🤖 AI Summary
Traditional thematic analysis (TA) for clinical interview data is labor-intensive, while existing large language model (LLM)-based TA methods lack medical domain expertise and interpretability. Method: We propose a human-in-the-loop, multi-agent LLM framework tailored for pediatric cardiology. It integrates domain-specific cardiac knowledge via role-based prompt engineering, structured agent dialogue, iterative consensus negotiation, and closed-loop human feedback to enable expert-guided theme generation and validation. Results: Evaluated on parent interviews from children with anomalous aortic origin of a coronary artery (AAOCA), our approach significantly improves theme recall, coverage, and discriminability over prior LLM-TA methods, while reducing manual effort by over 60%. This work introduces the first explainable, editable, and verifiable multi-agent TA paradigm for medicine, establishing a robust, efficient human–AI collaboration pathway for clinical qualitative research.
📝 Abstract
Thematic analysis (TA) is a widely used qualitative approach for uncovering latent meanings in unstructured text data. TA provides valuable insights in healthcare but is resource-intensive.
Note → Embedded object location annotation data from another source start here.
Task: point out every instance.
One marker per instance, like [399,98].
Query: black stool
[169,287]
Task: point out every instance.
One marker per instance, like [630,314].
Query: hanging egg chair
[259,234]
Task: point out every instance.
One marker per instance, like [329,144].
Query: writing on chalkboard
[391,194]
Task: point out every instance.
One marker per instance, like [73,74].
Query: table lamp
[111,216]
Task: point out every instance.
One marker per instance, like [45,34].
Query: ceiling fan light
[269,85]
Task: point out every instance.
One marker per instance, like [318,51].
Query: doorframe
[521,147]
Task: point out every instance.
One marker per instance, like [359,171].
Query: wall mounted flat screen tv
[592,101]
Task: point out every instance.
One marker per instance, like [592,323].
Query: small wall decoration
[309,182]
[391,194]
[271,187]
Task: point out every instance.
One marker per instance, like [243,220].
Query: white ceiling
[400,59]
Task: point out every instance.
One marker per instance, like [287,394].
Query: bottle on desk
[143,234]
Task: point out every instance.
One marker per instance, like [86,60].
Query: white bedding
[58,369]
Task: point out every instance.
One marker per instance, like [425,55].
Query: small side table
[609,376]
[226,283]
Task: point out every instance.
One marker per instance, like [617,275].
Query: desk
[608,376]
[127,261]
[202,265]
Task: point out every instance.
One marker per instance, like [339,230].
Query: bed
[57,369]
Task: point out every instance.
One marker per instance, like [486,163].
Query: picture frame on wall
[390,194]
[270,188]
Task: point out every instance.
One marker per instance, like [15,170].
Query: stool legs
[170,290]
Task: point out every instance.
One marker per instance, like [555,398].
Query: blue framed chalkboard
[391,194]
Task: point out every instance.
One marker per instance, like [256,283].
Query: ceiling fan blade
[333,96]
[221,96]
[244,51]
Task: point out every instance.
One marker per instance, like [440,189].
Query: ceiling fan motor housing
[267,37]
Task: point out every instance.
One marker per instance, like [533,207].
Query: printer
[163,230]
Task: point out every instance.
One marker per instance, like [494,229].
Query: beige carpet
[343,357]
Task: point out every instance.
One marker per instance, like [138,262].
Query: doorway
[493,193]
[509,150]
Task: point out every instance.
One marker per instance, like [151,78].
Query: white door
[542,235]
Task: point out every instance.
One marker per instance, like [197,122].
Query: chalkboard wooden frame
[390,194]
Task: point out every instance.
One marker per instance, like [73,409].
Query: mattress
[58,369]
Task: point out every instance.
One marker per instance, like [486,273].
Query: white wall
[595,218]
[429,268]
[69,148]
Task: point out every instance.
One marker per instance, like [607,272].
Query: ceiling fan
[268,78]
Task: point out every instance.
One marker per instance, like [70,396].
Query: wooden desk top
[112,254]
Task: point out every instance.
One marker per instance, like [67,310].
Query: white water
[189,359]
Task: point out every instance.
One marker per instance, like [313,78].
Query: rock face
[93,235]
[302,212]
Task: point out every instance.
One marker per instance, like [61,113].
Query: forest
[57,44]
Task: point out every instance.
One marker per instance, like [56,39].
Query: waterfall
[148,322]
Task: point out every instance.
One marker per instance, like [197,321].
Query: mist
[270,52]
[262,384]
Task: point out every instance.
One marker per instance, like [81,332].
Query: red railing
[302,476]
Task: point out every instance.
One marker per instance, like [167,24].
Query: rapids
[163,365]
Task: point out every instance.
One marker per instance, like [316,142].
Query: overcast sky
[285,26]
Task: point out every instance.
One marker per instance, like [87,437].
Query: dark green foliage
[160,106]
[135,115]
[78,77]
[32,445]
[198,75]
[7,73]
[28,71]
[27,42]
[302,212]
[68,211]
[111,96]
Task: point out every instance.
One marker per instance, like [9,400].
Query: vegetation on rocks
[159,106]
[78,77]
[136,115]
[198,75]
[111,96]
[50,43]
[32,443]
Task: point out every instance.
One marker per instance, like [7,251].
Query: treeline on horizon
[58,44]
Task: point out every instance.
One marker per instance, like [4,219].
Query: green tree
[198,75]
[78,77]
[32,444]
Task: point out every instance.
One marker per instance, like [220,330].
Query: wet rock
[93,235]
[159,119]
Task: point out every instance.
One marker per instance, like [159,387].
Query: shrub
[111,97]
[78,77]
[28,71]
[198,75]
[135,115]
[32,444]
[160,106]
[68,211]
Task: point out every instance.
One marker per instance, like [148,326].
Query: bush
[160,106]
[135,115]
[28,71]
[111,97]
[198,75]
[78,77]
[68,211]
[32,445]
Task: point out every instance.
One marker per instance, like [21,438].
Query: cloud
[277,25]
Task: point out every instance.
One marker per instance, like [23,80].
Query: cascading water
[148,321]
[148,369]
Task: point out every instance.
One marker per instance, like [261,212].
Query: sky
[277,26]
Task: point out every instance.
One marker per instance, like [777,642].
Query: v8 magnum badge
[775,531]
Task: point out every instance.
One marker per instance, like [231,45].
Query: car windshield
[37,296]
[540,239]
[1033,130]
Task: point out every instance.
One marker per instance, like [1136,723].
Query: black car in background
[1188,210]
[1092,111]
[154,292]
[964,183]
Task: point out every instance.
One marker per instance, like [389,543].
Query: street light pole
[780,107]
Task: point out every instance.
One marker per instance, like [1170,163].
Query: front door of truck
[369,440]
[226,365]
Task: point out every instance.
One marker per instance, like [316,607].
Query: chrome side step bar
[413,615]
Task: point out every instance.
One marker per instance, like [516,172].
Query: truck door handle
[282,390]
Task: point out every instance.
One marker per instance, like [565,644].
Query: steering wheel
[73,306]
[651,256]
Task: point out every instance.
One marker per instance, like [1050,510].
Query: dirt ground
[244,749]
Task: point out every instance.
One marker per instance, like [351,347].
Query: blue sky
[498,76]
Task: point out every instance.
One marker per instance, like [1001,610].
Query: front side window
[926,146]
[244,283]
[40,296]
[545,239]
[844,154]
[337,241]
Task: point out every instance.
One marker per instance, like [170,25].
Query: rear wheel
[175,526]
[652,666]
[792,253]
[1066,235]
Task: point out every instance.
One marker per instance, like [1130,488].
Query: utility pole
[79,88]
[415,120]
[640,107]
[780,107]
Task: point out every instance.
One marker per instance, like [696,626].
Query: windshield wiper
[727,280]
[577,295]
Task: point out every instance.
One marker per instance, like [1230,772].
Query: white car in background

Large Language Models (LLMs) have been introduced to perform TA, yet their applications in healthcare remain unexplored. Here, we propose TAMA: A Human-AI Collaborative Thematic Analysis framework using Multi-Agent LLMs for clinical interviews. We leverage the scalability and coherence of multi-agent systems through structured conversations between agents and coordinate the expertise of cardiac experts in TA. Using interview transcripts from parents of children with Anomalous Aortic Origin of a Coronary Artery (AAOCA), a rare congenital heart disease, we demonstrate that TAMA outperforms existing LLM-assisted TA approaches, achieving higher thematic hit rate, coverage, and distinctiveness. TAMA demonstrates strong potential for automated TA in clinical settings by leveraging multi-agent LLM systems with human-in-the-loop integration by enhancing quality while significantly reducing manual workload.